PORT?OF?SPAIN – When the?Barbados Tridents came to Trinidad for the first time in the Limacol Caribbean Premier League (CPL)?T20, they had four wins in four matches and were seen as favourites to top the standings.
Less than two weeks and three consecutive losses later, the Tridents finished the group stage in third place and head into today’s 8 p.m. semi-final fixture against the Jamaica Tallawahs at Queen’s Park Oval as underdogs.
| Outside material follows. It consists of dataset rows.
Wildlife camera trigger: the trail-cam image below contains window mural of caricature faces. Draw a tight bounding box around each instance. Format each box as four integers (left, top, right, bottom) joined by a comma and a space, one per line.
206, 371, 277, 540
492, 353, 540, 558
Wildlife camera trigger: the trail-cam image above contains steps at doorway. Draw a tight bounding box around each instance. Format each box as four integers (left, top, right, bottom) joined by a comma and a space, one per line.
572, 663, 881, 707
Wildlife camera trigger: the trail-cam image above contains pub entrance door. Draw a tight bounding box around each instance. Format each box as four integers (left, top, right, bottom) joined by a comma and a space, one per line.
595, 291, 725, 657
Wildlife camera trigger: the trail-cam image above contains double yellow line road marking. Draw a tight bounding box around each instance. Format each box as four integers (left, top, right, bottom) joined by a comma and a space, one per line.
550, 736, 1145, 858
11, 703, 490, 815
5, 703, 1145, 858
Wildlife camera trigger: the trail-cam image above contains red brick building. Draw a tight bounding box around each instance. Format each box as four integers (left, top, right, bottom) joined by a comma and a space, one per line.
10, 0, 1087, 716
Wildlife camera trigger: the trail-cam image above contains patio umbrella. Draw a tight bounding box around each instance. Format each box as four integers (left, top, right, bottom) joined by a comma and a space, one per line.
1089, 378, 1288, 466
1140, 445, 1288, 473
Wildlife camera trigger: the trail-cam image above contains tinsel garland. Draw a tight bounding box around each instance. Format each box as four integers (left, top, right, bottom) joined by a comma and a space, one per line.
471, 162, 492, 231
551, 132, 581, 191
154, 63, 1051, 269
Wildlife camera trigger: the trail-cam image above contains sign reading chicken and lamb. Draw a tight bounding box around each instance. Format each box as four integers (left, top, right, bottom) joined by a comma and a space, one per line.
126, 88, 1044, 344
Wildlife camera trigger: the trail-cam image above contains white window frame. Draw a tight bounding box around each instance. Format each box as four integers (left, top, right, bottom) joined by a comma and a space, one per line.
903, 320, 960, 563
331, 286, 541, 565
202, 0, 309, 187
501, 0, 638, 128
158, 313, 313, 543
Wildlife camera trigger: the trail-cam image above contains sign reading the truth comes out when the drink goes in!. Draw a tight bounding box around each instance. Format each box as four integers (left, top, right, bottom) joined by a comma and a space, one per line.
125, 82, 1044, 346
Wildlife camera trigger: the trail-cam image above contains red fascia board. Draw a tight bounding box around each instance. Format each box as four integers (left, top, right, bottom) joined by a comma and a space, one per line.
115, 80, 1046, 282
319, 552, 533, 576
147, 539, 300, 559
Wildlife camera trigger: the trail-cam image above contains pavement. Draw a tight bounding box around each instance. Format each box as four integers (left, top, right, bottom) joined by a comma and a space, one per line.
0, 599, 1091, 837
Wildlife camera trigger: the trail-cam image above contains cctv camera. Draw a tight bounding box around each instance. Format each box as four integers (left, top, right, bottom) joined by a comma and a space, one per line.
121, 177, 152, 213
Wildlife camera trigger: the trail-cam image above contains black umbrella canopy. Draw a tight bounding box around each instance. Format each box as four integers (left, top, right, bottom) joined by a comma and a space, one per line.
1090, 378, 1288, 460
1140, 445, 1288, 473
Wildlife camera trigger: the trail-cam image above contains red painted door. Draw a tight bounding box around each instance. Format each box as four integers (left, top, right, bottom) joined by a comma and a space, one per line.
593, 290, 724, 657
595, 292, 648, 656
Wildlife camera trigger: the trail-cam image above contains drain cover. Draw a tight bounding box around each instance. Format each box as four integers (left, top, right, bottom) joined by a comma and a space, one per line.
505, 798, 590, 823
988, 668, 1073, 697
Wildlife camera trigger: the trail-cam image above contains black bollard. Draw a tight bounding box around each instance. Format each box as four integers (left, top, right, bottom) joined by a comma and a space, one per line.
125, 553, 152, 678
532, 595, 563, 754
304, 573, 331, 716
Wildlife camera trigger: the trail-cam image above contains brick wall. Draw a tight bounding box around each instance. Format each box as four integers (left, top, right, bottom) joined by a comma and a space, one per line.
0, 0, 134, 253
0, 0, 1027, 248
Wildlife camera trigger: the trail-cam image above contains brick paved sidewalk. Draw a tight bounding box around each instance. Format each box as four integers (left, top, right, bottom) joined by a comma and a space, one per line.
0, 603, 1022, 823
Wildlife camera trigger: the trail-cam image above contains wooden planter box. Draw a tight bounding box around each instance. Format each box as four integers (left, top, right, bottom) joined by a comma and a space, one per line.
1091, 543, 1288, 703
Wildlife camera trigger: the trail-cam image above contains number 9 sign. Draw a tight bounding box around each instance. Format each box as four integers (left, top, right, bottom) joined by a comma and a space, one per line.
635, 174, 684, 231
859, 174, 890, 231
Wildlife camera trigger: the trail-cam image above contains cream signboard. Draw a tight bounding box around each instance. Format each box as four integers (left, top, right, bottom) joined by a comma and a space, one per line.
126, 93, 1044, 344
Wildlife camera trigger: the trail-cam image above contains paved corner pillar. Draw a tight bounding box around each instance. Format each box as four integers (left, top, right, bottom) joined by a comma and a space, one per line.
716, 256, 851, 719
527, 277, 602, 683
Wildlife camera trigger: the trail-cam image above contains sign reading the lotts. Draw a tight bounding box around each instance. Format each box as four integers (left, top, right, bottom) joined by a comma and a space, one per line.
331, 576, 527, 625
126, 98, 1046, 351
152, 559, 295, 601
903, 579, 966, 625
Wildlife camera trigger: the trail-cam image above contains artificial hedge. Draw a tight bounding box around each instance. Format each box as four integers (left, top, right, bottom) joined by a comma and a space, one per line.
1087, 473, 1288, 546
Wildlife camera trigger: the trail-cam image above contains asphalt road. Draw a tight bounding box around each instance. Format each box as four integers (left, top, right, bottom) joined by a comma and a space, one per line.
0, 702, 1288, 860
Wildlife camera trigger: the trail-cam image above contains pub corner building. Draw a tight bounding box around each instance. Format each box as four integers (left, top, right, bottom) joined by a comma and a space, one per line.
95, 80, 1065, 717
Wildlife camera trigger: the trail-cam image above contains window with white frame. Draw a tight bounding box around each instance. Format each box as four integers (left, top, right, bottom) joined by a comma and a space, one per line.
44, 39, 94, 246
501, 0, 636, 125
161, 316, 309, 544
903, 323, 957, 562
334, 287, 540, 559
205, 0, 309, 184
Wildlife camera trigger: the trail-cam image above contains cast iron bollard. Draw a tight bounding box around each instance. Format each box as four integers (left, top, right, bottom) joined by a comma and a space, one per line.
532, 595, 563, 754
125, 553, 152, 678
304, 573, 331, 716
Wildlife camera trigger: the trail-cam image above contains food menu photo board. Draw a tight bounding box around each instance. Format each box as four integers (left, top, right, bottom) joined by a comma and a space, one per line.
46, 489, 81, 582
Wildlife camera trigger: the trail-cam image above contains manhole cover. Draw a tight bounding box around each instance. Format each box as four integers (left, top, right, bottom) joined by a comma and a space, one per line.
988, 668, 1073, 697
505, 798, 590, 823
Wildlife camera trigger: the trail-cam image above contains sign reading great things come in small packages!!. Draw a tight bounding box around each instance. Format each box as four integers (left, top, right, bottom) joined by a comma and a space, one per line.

In the pre-match Press conference on Wednesday, Tridents skipper Kieron Pollard, responding to questions posed about their losses, said: “Well, as the coach just reminded me to tell you, we won the first four games.
“At the end of the day, it is a semi-final and all that you have done before counts for nothing because this is where it counts, in the semi-final, and I think this is where we are looking forward to it.”
They beat last placed St Lucia Zouks twice, second from bottom Antigua Hawksbills once and fourth place Trinidad and Tobago Red Steel once.
The Tridents’ first loss in the tournament came at the Oval against the Guyana Amazon Warriors before similar defeats followed at the hands of the Hawksbills and Tallawahs.
“We had a lot of time off and, as a team, we had a lot of time to work on different strategies. We are a very young team, not much stars like all these guys sitting down here brought in from various parts of the world.
“So we are going to take it pretty simple and continue playing our good cricket and I am sure we are going to bounce back and Barbados Tridents will be the ones holding that trophy,” Pollard said.
Coach Desmond Haynes added: “We started very well . . . lost our last three games and that might have been a good thing for us. We are now getting ready to start winning again.”
The Tallawahs, whose batting has been boosted with the addition of Sri Lankan Kumar Sangakkara, have won their previous two games to finish runners-up to the Amazon Warriors and their skipper Chris Gayle seems now to be finding his rhythm after stuttering at the start of the tournament.
Gayle, who slammed 51 and took two wickets in his team’s win over the Red Steel last Sunday, said: “Hopefully, I will be in the same sort of mood again, if not more dangerous.
“I am looking forward to it and once I get some rest, I will be ready for (tonight) . . . see what the wicket is actually doing in the first game (last night between the Amazon Warriors and Red Steel), then assess my game and take it from there.”
But Gayle also wanted the rest of the team to step up.
“I am not too concerned about just Chris. All the guys have a part to play as well and no one man can win this actual tournament. Hopefully, everybody can play their part with bat and ball and as a collective unit we should come out on top,” he said.
Coach Paul Nixon was also pleased with the Tallawah’s performances: “We’ve got that nice blend of experience and youth . . . we are very confident and we are very happy with where we are as a team.”
Whoever wins tonight will face the winners of last night’s semi-final between Red Steel and the Amazon Warriors for the first prize of US$250 000 in the final tomorrow night.
Barbados Tridents: Kieron Pollard (captain), Shoaib Malik, Shakib Al Hasan, Dwayne Smith, Azhar Mahmood, Jason Holder, Shannon Gabriel, Rayad Emrit, Ashley Nurse, Carlos Brathwaite, Jonathan Carter, Kyle Mayers, Devendra Bishoo, Kirk Edwards, Raymon Reifer. Desmond Haynes (coach), Robin Singh (assistant coach).
Jamaica Tallawahs: Chris Gayle (captain), Muttiah Muralitharan, Andre Russell, Andrew Richardson, Kumar Sangakkara, Vernon Philander, Danza Hyatt, Carlton Baugh, Nikita Miller, Jacques Rudolph, Chadwick Walton, Jermaine Blackwood, Akeem Dewar, Dave Bernard Jr., Nkrumah Bonner. Paul Nixon (coach), Junior Bennett (assistant coach).